Micko Krstić was selected as the supreme vojvoda (commander) for Poreče. The first success of the četa (band) of Vojvoda Micko came with the conflict against 8 combined Bulgarian bands led by Dame Gruev, who sought to violently return the Poreče villages to the Bulgarian Exarchate and thereby strengthen the Bulgarian influence in those villages. The conflict took place near Slatine in Poreče on October 5, 1904. The Bulgarian bands were resting in a ravine following clashes with the Ottoman army at Movnatac, located at the entrance of Poreče. The Serbian Chetniks, numbering c. 40 fighters, silently surrounded them, and with a sudden raid, destroyed the five-times greater enemy. On that occasion, Bulgarian commander Đurčin and four Bulgarian fighters were killed, a large number were wounded, and the rest fled and scattered. Among the wounded were Gruev, who Micko captured. On the orders of Interior Minister Nikola Pašić, Gruev was freed. He was escorted to the village of Solnje near Skopje, from where he travelled to Sofia.

At the end of 1904, the old and exhausted Micko moved to Kragujevac, where he lived on the expenses of the Serbian Committee. Zafir Premčević was his assistant.

In September 1909 the Turkish government issued a law on the suppression of rebels in Rumelia.

==Death==
He was assassinated in Ižište, on the Brod–Kičevo road on October 29, 1909. Rebel activity was re-activated.

==Legacy==
Painter Nadežda Petrović (1873–1915) wrote a drama on his life.

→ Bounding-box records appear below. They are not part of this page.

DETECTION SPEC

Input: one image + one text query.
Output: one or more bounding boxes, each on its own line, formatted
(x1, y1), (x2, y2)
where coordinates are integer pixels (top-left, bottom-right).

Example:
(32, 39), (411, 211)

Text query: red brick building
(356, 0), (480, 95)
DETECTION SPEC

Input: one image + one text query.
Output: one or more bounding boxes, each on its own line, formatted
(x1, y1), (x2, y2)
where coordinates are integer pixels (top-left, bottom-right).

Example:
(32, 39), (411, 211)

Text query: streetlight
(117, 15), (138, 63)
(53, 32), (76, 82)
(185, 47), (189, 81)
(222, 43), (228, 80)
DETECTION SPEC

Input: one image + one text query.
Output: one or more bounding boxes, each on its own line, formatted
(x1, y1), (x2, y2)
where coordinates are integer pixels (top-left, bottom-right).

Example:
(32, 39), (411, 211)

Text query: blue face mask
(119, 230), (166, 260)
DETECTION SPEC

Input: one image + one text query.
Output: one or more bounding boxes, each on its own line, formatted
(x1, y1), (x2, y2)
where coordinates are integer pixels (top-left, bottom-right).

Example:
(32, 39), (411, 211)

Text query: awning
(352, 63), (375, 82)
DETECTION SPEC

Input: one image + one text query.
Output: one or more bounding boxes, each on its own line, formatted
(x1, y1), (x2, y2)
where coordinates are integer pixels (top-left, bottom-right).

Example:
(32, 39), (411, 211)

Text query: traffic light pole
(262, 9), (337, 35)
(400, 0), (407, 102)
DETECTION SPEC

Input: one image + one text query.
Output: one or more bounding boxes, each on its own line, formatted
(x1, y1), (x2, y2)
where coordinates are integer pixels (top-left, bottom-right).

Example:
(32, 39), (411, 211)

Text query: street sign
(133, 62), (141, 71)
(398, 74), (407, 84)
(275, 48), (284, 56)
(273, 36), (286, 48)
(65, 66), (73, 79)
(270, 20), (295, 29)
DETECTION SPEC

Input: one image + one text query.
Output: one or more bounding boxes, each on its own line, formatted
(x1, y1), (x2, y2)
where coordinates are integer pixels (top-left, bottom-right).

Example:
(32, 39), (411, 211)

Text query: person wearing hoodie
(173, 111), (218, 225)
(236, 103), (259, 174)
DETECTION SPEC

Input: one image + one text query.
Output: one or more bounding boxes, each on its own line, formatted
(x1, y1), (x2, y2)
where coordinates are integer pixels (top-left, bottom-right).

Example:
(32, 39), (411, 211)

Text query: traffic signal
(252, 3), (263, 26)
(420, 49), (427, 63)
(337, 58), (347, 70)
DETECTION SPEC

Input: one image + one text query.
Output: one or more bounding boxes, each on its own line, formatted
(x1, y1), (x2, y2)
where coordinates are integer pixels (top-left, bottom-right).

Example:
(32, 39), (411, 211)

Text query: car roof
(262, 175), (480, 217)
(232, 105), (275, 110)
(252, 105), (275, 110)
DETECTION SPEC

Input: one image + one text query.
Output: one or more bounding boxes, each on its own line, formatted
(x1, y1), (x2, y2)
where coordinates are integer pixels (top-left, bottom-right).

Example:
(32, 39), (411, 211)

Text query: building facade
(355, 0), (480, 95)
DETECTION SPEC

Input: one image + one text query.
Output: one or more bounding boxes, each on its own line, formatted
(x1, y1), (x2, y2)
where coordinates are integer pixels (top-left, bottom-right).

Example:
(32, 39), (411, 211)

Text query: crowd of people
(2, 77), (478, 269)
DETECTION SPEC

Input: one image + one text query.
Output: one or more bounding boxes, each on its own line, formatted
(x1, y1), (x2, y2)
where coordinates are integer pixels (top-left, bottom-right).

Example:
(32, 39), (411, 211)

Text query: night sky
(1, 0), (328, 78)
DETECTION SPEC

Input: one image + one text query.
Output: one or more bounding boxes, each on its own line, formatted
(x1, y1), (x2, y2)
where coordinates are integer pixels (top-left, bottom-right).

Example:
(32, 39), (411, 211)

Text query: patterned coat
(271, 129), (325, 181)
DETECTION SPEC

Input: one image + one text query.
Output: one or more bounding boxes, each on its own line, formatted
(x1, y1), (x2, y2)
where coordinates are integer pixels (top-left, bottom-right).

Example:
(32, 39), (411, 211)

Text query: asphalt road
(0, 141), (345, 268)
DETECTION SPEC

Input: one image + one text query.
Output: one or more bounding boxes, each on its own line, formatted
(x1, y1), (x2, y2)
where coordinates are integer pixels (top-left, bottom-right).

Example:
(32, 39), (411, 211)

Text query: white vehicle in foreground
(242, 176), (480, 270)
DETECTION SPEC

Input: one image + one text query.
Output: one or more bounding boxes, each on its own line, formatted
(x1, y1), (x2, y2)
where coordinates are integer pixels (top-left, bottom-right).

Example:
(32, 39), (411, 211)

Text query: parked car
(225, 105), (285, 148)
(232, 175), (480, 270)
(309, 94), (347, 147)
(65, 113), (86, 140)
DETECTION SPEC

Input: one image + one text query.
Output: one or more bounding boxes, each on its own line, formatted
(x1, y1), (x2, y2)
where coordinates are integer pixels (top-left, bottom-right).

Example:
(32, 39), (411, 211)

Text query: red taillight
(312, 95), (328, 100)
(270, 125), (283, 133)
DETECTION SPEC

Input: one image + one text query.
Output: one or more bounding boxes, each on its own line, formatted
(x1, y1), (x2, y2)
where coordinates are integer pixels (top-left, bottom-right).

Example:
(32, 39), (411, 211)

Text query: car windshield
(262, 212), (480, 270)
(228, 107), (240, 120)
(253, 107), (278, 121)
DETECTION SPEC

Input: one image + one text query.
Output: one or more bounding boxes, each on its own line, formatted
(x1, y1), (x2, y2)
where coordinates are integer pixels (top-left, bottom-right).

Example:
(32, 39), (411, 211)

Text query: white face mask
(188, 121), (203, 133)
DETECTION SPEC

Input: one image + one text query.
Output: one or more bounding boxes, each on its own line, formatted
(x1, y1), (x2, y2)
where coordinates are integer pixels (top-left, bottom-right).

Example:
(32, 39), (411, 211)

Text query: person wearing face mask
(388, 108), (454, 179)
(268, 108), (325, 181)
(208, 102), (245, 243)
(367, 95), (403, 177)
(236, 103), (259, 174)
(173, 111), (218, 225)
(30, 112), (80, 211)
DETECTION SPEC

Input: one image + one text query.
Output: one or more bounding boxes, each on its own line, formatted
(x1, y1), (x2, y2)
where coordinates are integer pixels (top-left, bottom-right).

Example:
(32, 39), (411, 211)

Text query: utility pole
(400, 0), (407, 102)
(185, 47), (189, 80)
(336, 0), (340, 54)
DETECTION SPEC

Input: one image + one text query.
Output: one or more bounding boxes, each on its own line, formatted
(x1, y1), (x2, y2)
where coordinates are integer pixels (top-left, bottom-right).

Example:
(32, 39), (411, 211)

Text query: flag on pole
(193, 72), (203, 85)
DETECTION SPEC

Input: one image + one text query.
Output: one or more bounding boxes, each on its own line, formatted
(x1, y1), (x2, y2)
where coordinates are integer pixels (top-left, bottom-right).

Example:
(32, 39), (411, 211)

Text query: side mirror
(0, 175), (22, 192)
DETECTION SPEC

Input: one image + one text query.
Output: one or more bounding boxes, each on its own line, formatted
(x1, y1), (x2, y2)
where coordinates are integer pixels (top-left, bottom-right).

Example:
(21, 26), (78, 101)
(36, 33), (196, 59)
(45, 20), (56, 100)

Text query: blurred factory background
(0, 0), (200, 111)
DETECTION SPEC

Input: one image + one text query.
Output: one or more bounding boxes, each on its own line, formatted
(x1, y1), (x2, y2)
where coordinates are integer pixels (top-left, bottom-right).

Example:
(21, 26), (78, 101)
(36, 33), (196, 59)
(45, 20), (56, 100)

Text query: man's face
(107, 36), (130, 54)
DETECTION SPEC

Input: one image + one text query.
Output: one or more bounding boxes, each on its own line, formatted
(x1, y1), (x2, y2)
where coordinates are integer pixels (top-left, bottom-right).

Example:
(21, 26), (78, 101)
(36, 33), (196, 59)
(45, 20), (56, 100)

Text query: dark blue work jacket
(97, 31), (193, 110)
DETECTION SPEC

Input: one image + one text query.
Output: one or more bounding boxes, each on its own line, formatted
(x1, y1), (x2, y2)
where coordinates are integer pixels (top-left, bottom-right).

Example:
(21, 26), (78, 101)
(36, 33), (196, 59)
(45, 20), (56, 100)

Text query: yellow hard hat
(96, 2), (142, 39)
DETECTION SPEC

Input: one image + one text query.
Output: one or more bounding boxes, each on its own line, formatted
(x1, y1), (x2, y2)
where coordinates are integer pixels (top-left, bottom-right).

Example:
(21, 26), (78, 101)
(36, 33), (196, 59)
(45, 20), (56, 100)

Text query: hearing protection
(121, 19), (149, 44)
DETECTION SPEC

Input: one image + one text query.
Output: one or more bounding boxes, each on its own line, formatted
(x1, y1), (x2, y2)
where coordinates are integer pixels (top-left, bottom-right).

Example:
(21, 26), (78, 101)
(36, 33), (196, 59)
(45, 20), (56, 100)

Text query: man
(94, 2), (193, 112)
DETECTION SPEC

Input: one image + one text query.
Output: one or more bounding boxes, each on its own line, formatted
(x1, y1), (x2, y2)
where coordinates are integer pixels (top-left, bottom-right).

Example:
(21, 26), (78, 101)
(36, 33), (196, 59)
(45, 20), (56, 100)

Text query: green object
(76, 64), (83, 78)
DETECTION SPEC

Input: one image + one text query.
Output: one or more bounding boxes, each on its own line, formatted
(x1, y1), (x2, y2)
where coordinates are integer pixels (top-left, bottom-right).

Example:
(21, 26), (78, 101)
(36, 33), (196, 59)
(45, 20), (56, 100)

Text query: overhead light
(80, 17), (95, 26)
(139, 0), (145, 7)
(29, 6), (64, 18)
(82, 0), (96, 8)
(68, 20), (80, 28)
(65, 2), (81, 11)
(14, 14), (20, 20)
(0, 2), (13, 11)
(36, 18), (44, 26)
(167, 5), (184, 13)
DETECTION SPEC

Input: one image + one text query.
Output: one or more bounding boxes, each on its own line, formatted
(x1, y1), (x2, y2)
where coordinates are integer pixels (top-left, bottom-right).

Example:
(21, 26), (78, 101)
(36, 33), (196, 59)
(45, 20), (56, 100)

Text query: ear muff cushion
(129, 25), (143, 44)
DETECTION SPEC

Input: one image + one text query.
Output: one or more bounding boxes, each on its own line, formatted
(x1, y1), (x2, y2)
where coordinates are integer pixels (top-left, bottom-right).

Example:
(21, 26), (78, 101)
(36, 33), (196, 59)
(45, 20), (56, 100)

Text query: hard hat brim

He is the protagonist of the following Serbian folk songs: "Sednal mi Džemo", "Micko kumita", "Porečko mome", "Mladi Micko" and "Izlegol Micko od Zindan"

==See also==

- List of Chetnik voivodes
- Spiro Crne

==Annotations==
- His name is Micko Krstić (Мицко Крстић, Мицко Крстиќ). His surname is sometimes spelled Krstević (Крстевић), and his full name sometimes include the byname of Pavlovski (sr. Павловски, mk. Павлевски).
- The songs "Sednal mi Džemo" and "Micko kumita" also have Bulgarian versions.